PGR analisa acção de médico que assistiu Dux

O procurador do Ministério Público (MP), que arquivou a investigação à morte dos seis estudantes na Praia do Meco, está a analisar a actuação do médico que assistiu o sobrevivente, quando este chegou ao Hospital Garcia de Orta, em Almada, na madrugada da tragédia, apurou o SOL junto de fonte da Procuradoria-Geral da República. 

PGR analisa acção de médico que assistiu Dux

No relatório médico feito pelo profissional em causa – um clínico-geral que trabalha na urgência daquele hospital público através de uma empresa privada – apenas está descrito que João Gouveia tinha uma dor de cabeça e que foi-lhe receitado um paracetamol. A situação despertou a atenção dos investigadores, que depois de ouvirem todas as testemunhas ficaram com a certeza de que o dux tinha estado em hipotermia. 

Por isso, decidiram chamar de novo o médico a depor, tendo este admitido, segundo diz o próprio coordenador do inquérito, que “atropelou as boas práticas” médicas. O MP está neste momento a analisar o caso para apurar se há indícios de algum crime ou de outras irregularidades, podendo abrir um processo ou enviar o caso para a Inspecção-Geral das Actividades em Saúde.  
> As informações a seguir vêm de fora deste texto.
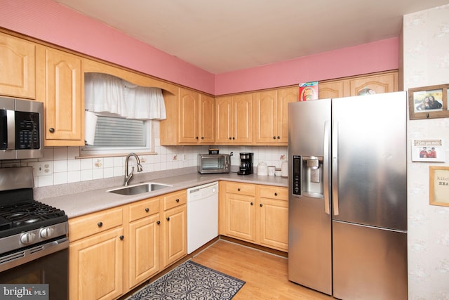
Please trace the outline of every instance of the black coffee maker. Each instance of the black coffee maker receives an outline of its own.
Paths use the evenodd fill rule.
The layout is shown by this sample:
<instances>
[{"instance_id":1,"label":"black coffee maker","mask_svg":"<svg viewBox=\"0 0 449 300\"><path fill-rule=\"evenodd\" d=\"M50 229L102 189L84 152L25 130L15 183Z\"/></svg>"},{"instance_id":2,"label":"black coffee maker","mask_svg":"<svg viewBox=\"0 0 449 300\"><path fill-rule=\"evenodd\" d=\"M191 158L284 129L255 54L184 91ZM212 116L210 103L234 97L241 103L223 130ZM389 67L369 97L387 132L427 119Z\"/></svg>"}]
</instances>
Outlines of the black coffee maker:
<instances>
[{"instance_id":1,"label":"black coffee maker","mask_svg":"<svg viewBox=\"0 0 449 300\"><path fill-rule=\"evenodd\" d=\"M240 170L239 175L249 175L253 174L253 152L240 152Z\"/></svg>"}]
</instances>

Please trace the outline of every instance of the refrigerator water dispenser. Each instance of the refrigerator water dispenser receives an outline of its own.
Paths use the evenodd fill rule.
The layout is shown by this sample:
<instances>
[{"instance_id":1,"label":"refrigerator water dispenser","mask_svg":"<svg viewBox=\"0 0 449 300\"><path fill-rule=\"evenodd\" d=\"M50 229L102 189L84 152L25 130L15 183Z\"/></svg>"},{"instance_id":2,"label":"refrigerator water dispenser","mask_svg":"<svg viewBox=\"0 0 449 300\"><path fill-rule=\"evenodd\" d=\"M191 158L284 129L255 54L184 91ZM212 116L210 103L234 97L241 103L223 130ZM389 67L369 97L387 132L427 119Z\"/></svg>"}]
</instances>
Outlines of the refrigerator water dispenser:
<instances>
[{"instance_id":1,"label":"refrigerator water dispenser","mask_svg":"<svg viewBox=\"0 0 449 300\"><path fill-rule=\"evenodd\" d=\"M323 157L293 155L292 160L293 195L323 198Z\"/></svg>"}]
</instances>

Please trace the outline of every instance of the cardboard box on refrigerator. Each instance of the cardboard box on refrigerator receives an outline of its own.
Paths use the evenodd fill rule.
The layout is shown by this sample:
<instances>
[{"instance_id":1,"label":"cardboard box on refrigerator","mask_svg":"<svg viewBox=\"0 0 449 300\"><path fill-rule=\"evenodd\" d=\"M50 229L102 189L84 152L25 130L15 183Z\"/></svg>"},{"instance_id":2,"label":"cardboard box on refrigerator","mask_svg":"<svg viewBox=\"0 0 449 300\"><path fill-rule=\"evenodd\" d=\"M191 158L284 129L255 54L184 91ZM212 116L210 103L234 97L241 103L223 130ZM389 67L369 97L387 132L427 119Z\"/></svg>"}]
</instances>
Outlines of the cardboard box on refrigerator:
<instances>
[{"instance_id":1,"label":"cardboard box on refrigerator","mask_svg":"<svg viewBox=\"0 0 449 300\"><path fill-rule=\"evenodd\" d=\"M300 84L300 101L318 99L318 81Z\"/></svg>"}]
</instances>

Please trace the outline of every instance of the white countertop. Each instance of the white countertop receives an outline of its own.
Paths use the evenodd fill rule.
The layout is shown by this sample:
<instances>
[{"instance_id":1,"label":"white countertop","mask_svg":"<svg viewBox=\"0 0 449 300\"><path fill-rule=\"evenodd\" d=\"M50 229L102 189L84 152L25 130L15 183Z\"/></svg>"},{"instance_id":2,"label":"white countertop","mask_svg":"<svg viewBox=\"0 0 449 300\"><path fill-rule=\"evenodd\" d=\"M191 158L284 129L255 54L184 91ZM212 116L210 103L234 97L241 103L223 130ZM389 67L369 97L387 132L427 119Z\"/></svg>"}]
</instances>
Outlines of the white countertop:
<instances>
[{"instance_id":1,"label":"white countertop","mask_svg":"<svg viewBox=\"0 0 449 300\"><path fill-rule=\"evenodd\" d=\"M172 177L152 179L149 181L168 184L173 186L139 195L123 195L107 192L107 190L114 188L119 188L120 185L119 185L86 192L76 193L63 196L47 197L41 199L39 201L64 210L69 219L70 219L220 180L267 185L288 186L287 178L283 177L258 176L256 174L237 175L236 173L200 174L196 172ZM138 183L139 183L138 181L131 181L130 185Z\"/></svg>"}]
</instances>

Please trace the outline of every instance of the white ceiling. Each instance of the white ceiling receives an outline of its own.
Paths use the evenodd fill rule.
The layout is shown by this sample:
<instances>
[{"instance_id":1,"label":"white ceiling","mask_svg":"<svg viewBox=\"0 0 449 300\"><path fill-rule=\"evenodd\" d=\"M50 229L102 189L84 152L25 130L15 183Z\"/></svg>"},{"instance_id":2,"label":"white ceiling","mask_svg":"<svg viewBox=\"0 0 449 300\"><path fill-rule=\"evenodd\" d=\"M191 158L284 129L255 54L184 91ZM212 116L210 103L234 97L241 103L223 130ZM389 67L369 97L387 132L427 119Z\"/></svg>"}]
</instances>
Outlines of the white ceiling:
<instances>
[{"instance_id":1,"label":"white ceiling","mask_svg":"<svg viewBox=\"0 0 449 300\"><path fill-rule=\"evenodd\" d=\"M213 74L398 37L448 0L54 0Z\"/></svg>"}]
</instances>

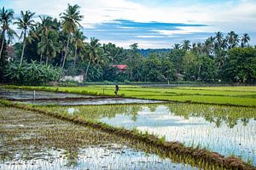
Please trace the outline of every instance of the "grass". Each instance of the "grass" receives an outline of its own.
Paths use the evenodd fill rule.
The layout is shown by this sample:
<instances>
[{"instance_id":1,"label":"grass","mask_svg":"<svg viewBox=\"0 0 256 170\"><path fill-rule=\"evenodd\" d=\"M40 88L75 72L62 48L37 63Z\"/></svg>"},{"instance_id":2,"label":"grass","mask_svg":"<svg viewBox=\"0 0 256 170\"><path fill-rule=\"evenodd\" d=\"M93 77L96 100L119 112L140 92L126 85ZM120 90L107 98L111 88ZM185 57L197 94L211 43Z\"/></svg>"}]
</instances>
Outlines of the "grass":
<instances>
[{"instance_id":1,"label":"grass","mask_svg":"<svg viewBox=\"0 0 256 170\"><path fill-rule=\"evenodd\" d=\"M109 85L87 87L3 87L114 96L114 86ZM119 87L119 94L127 98L256 107L256 87L146 88L123 85Z\"/></svg>"},{"instance_id":2,"label":"grass","mask_svg":"<svg viewBox=\"0 0 256 170\"><path fill-rule=\"evenodd\" d=\"M120 138L124 138L125 140L130 139L135 142L133 144L138 142L142 144L145 149L148 149L148 146L155 148L154 150L156 151L157 155L163 156L163 154L166 153L166 155L163 156L164 157L171 156L171 159L179 158L179 160L185 160L182 161L182 162L189 162L193 167L194 165L196 165L196 167L198 167L200 169L201 167L206 169L253 169L252 166L246 164L239 158L225 158L218 153L212 153L204 149L194 149L191 147L185 147L183 144L178 142L166 142L165 138L159 139L157 136L148 134L147 133L142 133L137 131L131 131L124 128L113 128L106 123L86 120L79 116L62 115L56 112L44 110L43 108L37 108L33 105L26 105L21 104L17 105L6 100L0 100L0 103L9 107L15 107L19 109L24 109L28 111L36 111L41 114L52 116L61 120L72 122L76 124L88 127L90 129L97 129L104 133L108 133L109 134L117 135ZM152 153L152 151L149 150L149 153ZM172 157L173 156L175 156L175 158Z\"/></svg>"}]
</instances>

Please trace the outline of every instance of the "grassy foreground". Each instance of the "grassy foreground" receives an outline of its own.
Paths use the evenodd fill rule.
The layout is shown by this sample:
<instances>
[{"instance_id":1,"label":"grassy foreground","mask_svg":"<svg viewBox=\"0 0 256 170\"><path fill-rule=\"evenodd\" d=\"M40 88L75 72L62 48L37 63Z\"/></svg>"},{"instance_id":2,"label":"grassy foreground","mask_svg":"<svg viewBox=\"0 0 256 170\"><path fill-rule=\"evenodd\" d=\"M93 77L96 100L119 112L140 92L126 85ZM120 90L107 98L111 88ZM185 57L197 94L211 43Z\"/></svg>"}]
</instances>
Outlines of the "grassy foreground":
<instances>
[{"instance_id":1,"label":"grassy foreground","mask_svg":"<svg viewBox=\"0 0 256 170\"><path fill-rule=\"evenodd\" d=\"M87 87L4 87L95 95L114 95L114 86L113 85ZM256 87L148 88L123 85L119 86L119 94L122 97L147 99L256 106Z\"/></svg>"}]
</instances>

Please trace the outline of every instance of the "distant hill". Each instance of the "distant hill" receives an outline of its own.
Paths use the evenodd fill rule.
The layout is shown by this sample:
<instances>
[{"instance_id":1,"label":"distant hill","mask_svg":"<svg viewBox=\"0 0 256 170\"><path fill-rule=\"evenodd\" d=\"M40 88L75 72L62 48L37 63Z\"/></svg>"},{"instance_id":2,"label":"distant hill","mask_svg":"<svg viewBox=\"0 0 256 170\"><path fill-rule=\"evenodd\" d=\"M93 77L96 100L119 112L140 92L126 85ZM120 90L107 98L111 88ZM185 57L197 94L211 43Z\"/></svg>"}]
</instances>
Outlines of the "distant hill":
<instances>
[{"instance_id":1,"label":"distant hill","mask_svg":"<svg viewBox=\"0 0 256 170\"><path fill-rule=\"evenodd\" d=\"M171 48L159 48L159 49L139 49L138 52L144 57L148 57L151 53L163 54L170 52Z\"/></svg>"}]
</instances>

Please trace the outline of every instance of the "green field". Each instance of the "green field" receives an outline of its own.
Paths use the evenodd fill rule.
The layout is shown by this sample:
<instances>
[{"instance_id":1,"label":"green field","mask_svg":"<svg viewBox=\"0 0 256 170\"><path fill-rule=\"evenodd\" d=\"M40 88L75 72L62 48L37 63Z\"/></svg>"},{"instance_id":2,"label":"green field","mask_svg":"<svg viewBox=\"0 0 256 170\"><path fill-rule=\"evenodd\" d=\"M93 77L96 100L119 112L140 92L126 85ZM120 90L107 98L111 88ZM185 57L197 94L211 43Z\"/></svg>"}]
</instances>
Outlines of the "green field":
<instances>
[{"instance_id":1,"label":"green field","mask_svg":"<svg viewBox=\"0 0 256 170\"><path fill-rule=\"evenodd\" d=\"M17 87L6 88L49 90L96 95L113 96L113 85L87 87ZM128 98L167 101L256 106L256 87L176 87L148 88L120 86L119 95Z\"/></svg>"}]
</instances>

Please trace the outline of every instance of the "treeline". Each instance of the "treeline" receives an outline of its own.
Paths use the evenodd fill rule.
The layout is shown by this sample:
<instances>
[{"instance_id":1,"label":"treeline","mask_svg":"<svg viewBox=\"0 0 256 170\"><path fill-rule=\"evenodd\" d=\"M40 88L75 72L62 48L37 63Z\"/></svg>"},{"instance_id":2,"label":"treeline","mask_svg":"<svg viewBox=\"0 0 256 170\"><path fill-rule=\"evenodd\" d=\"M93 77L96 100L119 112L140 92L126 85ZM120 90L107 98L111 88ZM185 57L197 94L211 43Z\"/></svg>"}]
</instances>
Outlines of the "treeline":
<instances>
[{"instance_id":1,"label":"treeline","mask_svg":"<svg viewBox=\"0 0 256 170\"><path fill-rule=\"evenodd\" d=\"M248 34L238 36L216 32L204 42L184 40L172 49L138 50L137 43L129 49L113 43L101 44L96 38L85 42L81 31L79 6L69 5L61 19L39 16L21 11L0 11L0 80L18 84L57 82L63 75L84 74L86 82L256 82L256 48L249 45ZM17 35L11 29L16 25ZM20 42L12 44L15 37ZM126 65L119 70L113 65Z\"/></svg>"}]
</instances>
Entretanto, a administração do Hospital Garcia de Orta, onde o médico trabalha como tarefeiro desde a década de 1990, também decidiu averiguar a situação para ver se há motivo para instaurar um inquérito interno. Segundo apurou o SOL, a advogada da unidade de Saúde deslocou-se na terça-feira aos serviços do MP de Almada para pedir a consulta dos depoimentos do médico nos volumes que compõem o processo. 
O clínico geral foi das primeiras testemunhas a serem ouvidas pelo MP  durante a investigação ao caso do Meco. E, na primeira audição, terá transmitido a ideia de que João Gouveia, que deu entrada nas urgências três horas depois da tragédia, estava bem e apenas com um dor de cabeça, tendo sido medicado com 500 mg de paracetamol. 

Uma versão bem diferente da que veio depois a ser descrita aos investigadores pelos bombeiros e socorristas do INEM, que garantiram ter encontrado o dux “quase morto” na areia, encharcado e com vestígios de vómitos na roupa. Factos confirmados pelos depoimentos dos elementos do Instituto de Socorros a Náufragos, segundo os quais o jovem estava gelado, com uma temperatura corporal de 34 graus e “quase em falência vital”. 

Depois de ouvir estas testemunhas, o MP ficou sem dúvidas de que João Gouveia tinha sofrido “hipotermia”. Além disso, como o próprio procurador de Almada escreve no despacho de arquivamento à morte dos seis jovens na madrugada de 15 de Dezembro de 2013, estes depoimentos “puseram a nu a actuação do médico de urgência”, que deu alta ao jovem duas horas depois de chegar às urgências. 

E assim, quando a 13 de Maio foi ouvido em novo depoimento, o tarefeiro fez um “mea culpa  clínico”, diz o MP.  
“Não falo sobre o assunto. Tudo o que tinha a dizer já disse às autoridades”, disse ao SOL o médico, cujo relatório clínico, elaborado após ter observado João Gouveia, não faz qualquer referência ao que se passara nas horas anteriores nem contempla pedido de exames complementares. Isto apesar de a enfermeira da triagem da urgência do mesmo hospital ter dito ao MP que o jovem parecia um “croquete”, tal era a quantidade de areia que tinha no corpo.

Aliás, o próprio sobrevivente diz hoje considerar estranho que, por ter estado em pré-afogamento, o médico não lhe tenha pedido exames. “Pelo que soube [o médico], não tinha lido o relatório”, disse João Gouveia à revista Sábado, recordando que apenas lhe perguntou se lhe doía alguma coisa. “Respondi que me doíam os ombros e o pescoço”, relata o dux, lembrando que depois o clínico geral medicou-o e deixou-o “a dormir um pouco”, tendo voltado duas horas depois para lhe dar alta médica.